Correct Answer is ["A"]
Explanation
Choice A: Monitor for hypernatremia.
Hypernatremia, or high sodium levels in the blood, is a common complication of diabetes insipidus due to excessive water loss and insufficient water intake. Monitoring for hypernatremia involves regular blood tests to check sodium levels. Symptoms of hypernatremia include extreme thirst, confusion, muscle twitching, and seizures. Early detection and management are crucial to prevent severe complications.
Choice B: Monitor neuro status.
Monitoring neurological status is essential in patients with diabetes insipidus because severe hypernatremia can lead to neurological symptoms such as confusion, irritability, seizures, and even coma. Regular assessments of mental status, level of consciousness, and neurological function help in early detection of complications and timely intervention.
Choice C: Monitor for hyponatremia.
While hyponatremia (low sodium levels) is less common in diabetes insipidus, it can occur if there is excessive water intake without adequate sodium replacement. Symptoms include headache, nausea, vomiting, confusion, and seizures. Monitoring sodium levels helps in maintaining a balance and preventing complications.
Choice D: Monitor urine specific gravity.
Urine specific gravity measures the concentration of solutes in the urine. In diabetes insipidus, urine is typically very dilute, with a specific gravity of less than 1.005. Regular monitoring helps in assessing the effectiveness of treatment and the patient’s hydration status.
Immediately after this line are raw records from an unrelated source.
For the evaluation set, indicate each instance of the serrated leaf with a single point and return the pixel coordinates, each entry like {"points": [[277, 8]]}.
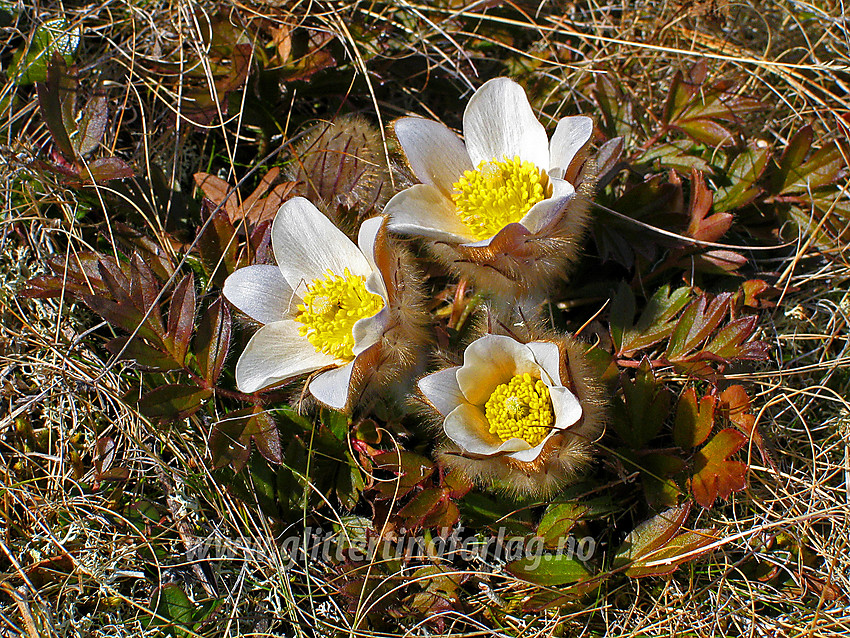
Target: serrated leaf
{"points": [[230, 439], [218, 247], [52, 38], [714, 474], [681, 549], [212, 340], [181, 316], [694, 420], [549, 570], [698, 321], [144, 355], [50, 102], [171, 603], [823, 168], [643, 409], [745, 171], [557, 522], [651, 535], [655, 323], [792, 157], [409, 469], [105, 169], [92, 126], [704, 225], [708, 132], [728, 343], [173, 402]]}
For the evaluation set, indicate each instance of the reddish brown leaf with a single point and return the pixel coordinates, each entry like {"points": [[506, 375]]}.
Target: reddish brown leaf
{"points": [[698, 321], [181, 316], [693, 420], [703, 225], [714, 474], [212, 340]]}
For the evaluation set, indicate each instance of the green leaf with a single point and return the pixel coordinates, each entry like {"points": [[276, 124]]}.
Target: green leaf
{"points": [[53, 37], [643, 409], [105, 169], [409, 469], [693, 420], [558, 520], [698, 321], [92, 126], [172, 402], [745, 170], [230, 438], [651, 534], [54, 95], [174, 611], [212, 340], [549, 570], [655, 323], [681, 549]]}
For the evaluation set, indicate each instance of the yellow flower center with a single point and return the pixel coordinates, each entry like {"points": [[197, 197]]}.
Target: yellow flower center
{"points": [[498, 193], [331, 307], [522, 409]]}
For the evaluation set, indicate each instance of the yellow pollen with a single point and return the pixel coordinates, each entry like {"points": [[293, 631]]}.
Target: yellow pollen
{"points": [[498, 193], [522, 409], [331, 307]]}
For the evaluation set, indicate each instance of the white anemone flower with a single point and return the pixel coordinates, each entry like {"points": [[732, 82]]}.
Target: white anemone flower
{"points": [[498, 193], [324, 305], [520, 416]]}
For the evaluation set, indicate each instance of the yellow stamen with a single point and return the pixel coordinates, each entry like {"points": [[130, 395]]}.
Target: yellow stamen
{"points": [[331, 307], [522, 409], [498, 193]]}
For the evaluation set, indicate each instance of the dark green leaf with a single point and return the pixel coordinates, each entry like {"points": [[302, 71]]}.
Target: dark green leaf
{"points": [[548, 570], [107, 168], [173, 402], [51, 96], [92, 125], [694, 420], [745, 171], [557, 522]]}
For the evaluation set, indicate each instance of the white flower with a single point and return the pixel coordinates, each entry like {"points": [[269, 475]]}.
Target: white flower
{"points": [[324, 305], [504, 181], [507, 398]]}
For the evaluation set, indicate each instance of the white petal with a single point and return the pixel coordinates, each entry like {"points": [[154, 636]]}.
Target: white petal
{"points": [[531, 453], [423, 210], [498, 123], [567, 408], [489, 362], [544, 212], [571, 135], [260, 292], [306, 245], [467, 426], [369, 330], [277, 352], [331, 387], [442, 390], [436, 155], [548, 357], [366, 238]]}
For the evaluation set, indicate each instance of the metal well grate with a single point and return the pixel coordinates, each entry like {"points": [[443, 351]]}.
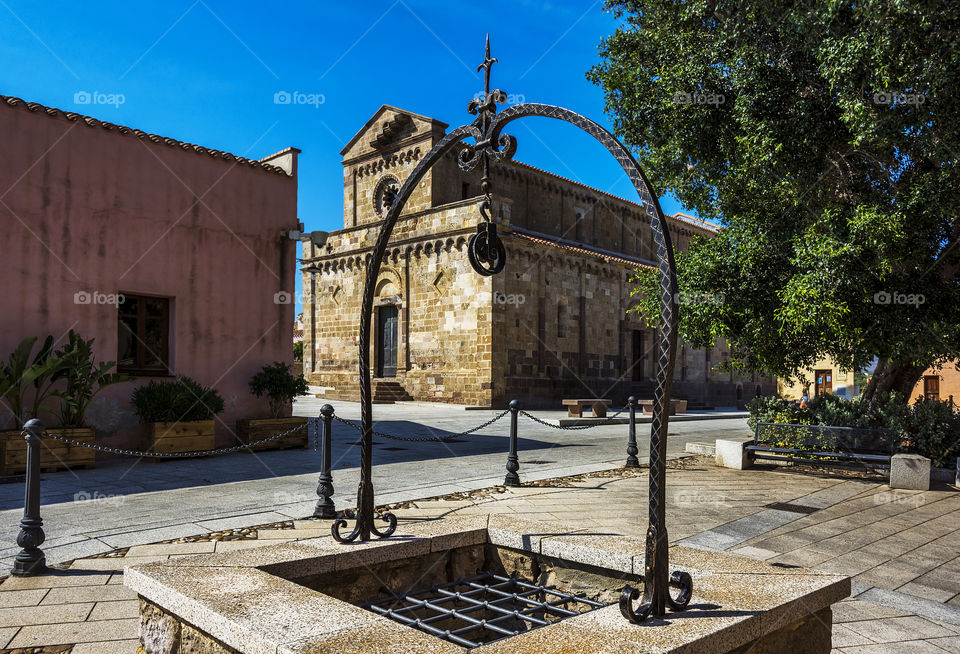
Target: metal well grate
{"points": [[481, 609]]}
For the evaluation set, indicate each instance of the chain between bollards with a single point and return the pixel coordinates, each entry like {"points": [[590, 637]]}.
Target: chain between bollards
{"points": [[325, 507], [513, 463], [31, 560], [632, 460]]}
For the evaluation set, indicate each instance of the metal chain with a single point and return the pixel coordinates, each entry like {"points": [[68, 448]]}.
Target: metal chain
{"points": [[171, 455], [608, 420], [425, 439]]}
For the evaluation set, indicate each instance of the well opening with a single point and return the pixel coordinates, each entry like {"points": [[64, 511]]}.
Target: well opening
{"points": [[474, 595]]}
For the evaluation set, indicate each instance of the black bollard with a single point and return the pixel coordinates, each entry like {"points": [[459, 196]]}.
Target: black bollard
{"points": [[31, 561], [632, 460], [513, 463], [325, 507]]}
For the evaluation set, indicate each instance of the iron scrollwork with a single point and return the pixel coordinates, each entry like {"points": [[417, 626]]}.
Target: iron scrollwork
{"points": [[488, 256]]}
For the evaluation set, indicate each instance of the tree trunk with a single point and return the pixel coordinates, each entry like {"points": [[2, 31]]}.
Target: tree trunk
{"points": [[890, 376]]}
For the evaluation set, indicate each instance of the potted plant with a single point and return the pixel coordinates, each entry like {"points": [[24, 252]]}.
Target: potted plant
{"points": [[83, 377], [280, 386], [22, 373], [177, 414]]}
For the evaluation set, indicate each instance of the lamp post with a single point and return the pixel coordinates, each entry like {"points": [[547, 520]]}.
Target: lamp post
{"points": [[488, 256]]}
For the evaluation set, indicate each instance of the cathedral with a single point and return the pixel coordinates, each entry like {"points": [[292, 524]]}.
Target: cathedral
{"points": [[554, 324]]}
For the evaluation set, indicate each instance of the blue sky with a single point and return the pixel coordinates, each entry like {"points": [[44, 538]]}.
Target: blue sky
{"points": [[208, 71]]}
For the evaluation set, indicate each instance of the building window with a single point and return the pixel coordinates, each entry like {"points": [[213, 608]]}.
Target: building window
{"points": [[143, 335]]}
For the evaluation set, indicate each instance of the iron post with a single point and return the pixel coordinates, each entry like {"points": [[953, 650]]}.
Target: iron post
{"points": [[31, 561], [513, 462], [325, 508], [632, 460]]}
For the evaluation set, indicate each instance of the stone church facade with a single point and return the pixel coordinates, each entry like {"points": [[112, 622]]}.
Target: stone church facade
{"points": [[554, 324]]}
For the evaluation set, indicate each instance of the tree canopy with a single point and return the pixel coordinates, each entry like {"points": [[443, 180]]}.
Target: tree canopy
{"points": [[823, 135]]}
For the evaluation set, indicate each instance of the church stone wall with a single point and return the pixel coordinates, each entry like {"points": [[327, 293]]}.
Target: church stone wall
{"points": [[553, 325]]}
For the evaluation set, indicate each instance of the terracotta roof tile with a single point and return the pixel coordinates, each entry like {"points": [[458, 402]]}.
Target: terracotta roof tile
{"points": [[608, 257], [153, 138]]}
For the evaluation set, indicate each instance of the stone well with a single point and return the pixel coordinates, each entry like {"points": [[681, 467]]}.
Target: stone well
{"points": [[301, 597]]}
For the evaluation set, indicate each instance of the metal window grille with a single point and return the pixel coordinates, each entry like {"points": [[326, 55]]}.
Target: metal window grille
{"points": [[482, 609]]}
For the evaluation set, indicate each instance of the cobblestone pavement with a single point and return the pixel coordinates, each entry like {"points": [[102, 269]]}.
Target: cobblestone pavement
{"points": [[859, 527], [130, 502]]}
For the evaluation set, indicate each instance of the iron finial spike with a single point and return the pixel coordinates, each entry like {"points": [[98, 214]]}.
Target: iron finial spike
{"points": [[486, 66]]}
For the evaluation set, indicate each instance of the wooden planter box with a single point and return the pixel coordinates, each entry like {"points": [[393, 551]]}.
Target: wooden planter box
{"points": [[54, 455], [250, 431], [193, 436]]}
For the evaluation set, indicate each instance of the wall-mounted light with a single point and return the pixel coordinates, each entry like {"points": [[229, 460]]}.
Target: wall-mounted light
{"points": [[317, 238]]}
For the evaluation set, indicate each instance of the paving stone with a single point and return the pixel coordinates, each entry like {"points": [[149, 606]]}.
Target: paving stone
{"points": [[113, 562], [107, 647], [845, 637], [920, 590], [52, 614], [903, 647], [291, 534], [110, 592], [170, 548], [233, 545], [6, 634], [22, 597], [951, 645], [75, 632], [893, 630], [115, 610], [55, 579]]}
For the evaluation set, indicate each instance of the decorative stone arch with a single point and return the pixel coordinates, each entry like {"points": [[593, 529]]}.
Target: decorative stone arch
{"points": [[487, 256]]}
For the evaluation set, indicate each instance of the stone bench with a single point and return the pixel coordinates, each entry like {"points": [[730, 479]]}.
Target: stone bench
{"points": [[676, 406], [575, 407]]}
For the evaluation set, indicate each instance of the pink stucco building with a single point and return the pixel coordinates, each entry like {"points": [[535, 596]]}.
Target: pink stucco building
{"points": [[193, 239]]}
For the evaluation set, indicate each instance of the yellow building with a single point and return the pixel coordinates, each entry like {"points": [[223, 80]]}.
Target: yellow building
{"points": [[824, 377]]}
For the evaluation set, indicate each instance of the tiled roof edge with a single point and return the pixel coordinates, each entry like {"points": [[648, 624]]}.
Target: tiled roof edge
{"points": [[53, 112]]}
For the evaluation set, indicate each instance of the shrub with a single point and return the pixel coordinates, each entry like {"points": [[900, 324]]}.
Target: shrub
{"points": [[279, 385], [933, 431], [22, 370], [83, 378], [929, 427], [180, 400]]}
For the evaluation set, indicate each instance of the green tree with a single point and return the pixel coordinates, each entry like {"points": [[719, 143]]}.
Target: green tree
{"points": [[823, 136]]}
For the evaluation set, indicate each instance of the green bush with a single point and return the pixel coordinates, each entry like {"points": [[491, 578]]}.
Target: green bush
{"points": [[180, 400], [933, 430], [83, 378], [929, 427], [279, 385]]}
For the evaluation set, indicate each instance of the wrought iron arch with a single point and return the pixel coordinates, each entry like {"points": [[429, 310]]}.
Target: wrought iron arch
{"points": [[488, 256]]}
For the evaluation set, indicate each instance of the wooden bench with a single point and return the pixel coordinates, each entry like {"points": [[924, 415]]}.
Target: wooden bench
{"points": [[575, 407], [676, 406]]}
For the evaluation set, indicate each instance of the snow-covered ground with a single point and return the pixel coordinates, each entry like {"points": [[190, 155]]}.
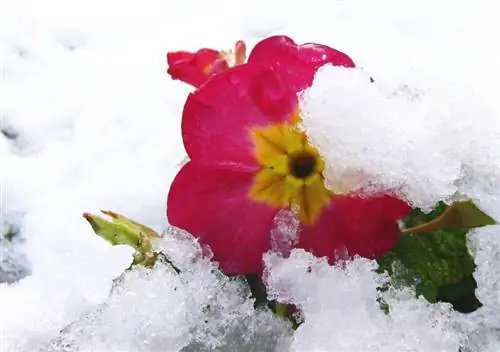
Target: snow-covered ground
{"points": [[84, 88]]}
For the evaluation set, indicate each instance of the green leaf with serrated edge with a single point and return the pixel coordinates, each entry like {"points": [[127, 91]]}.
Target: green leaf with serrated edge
{"points": [[459, 215], [437, 263]]}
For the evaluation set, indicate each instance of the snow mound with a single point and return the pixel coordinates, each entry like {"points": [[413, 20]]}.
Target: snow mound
{"points": [[342, 312], [425, 138], [159, 309]]}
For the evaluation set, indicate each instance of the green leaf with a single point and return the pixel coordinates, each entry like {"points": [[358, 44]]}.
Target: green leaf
{"points": [[10, 233], [459, 215], [125, 231], [435, 259]]}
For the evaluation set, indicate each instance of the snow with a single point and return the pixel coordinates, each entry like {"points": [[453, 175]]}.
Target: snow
{"points": [[84, 88], [341, 311]]}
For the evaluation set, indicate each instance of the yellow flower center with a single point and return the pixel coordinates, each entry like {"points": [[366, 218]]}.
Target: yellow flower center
{"points": [[291, 173]]}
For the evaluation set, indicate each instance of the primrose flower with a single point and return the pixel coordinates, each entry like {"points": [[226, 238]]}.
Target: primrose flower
{"points": [[249, 160], [196, 68]]}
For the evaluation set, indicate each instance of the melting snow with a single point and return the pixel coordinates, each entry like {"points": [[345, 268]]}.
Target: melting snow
{"points": [[93, 121]]}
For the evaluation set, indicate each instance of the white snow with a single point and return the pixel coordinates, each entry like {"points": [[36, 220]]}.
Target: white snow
{"points": [[83, 84], [341, 312]]}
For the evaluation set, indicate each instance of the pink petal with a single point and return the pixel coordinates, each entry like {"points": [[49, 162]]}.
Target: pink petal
{"points": [[297, 64], [218, 116], [213, 205], [361, 226]]}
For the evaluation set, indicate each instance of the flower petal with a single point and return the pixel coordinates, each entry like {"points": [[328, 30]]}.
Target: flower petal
{"points": [[296, 63], [213, 205], [195, 68], [361, 226], [218, 117]]}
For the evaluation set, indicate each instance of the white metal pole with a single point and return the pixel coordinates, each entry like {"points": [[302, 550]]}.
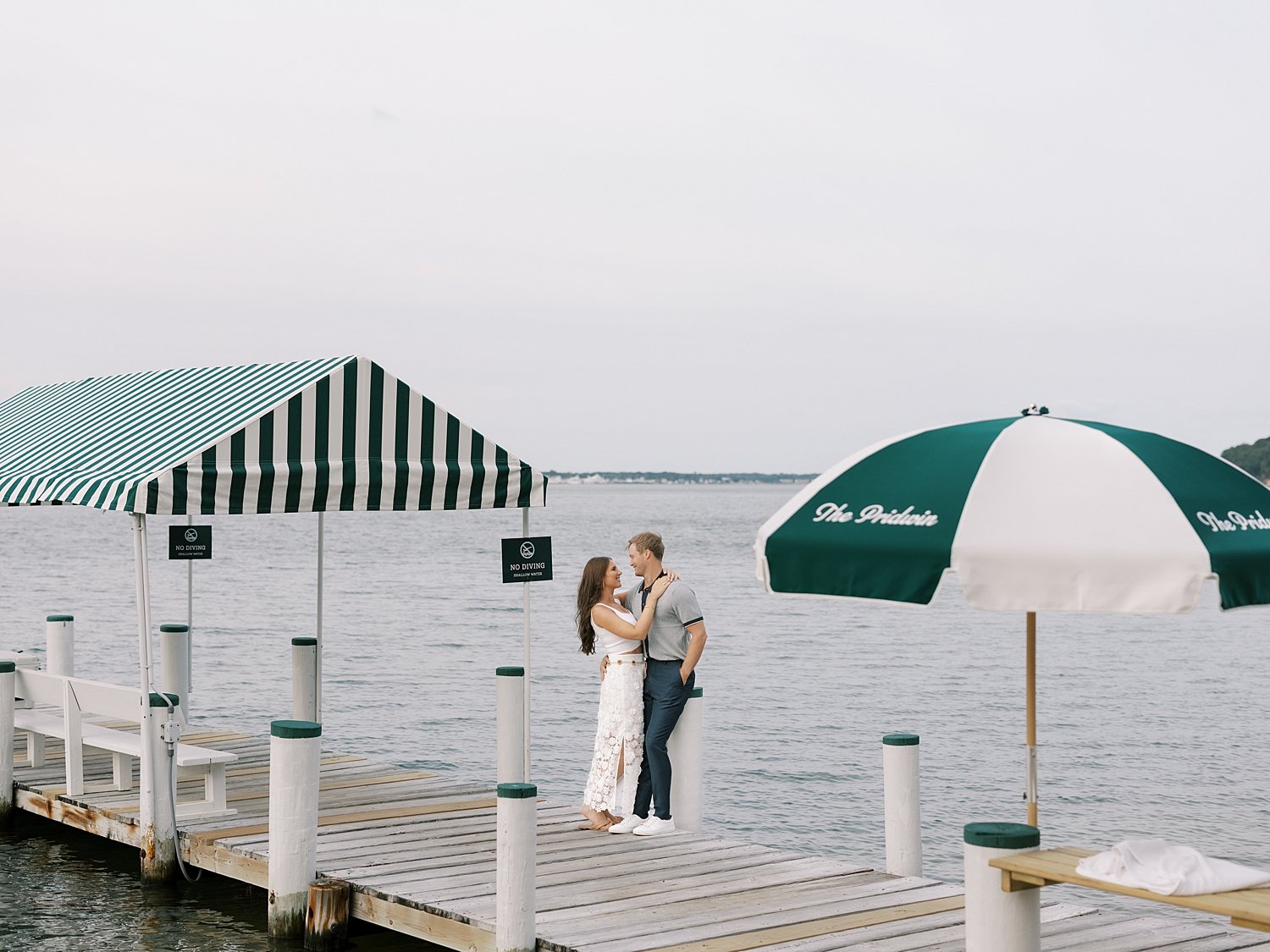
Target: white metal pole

It also aids in differentiating diabetes insipidus from other conditions with similar symptoms.
Choice E: Monitor strict I&O.
Strict monitoring of intake and output (I&O) is crucial in managing diabetes insipidus. This involves accurately measuring all fluids consumed and excreted to ensure proper hydration and electrolyte balance. It helps in identifying trends in fluid loss and guiding appropriate fluid replacement therapy.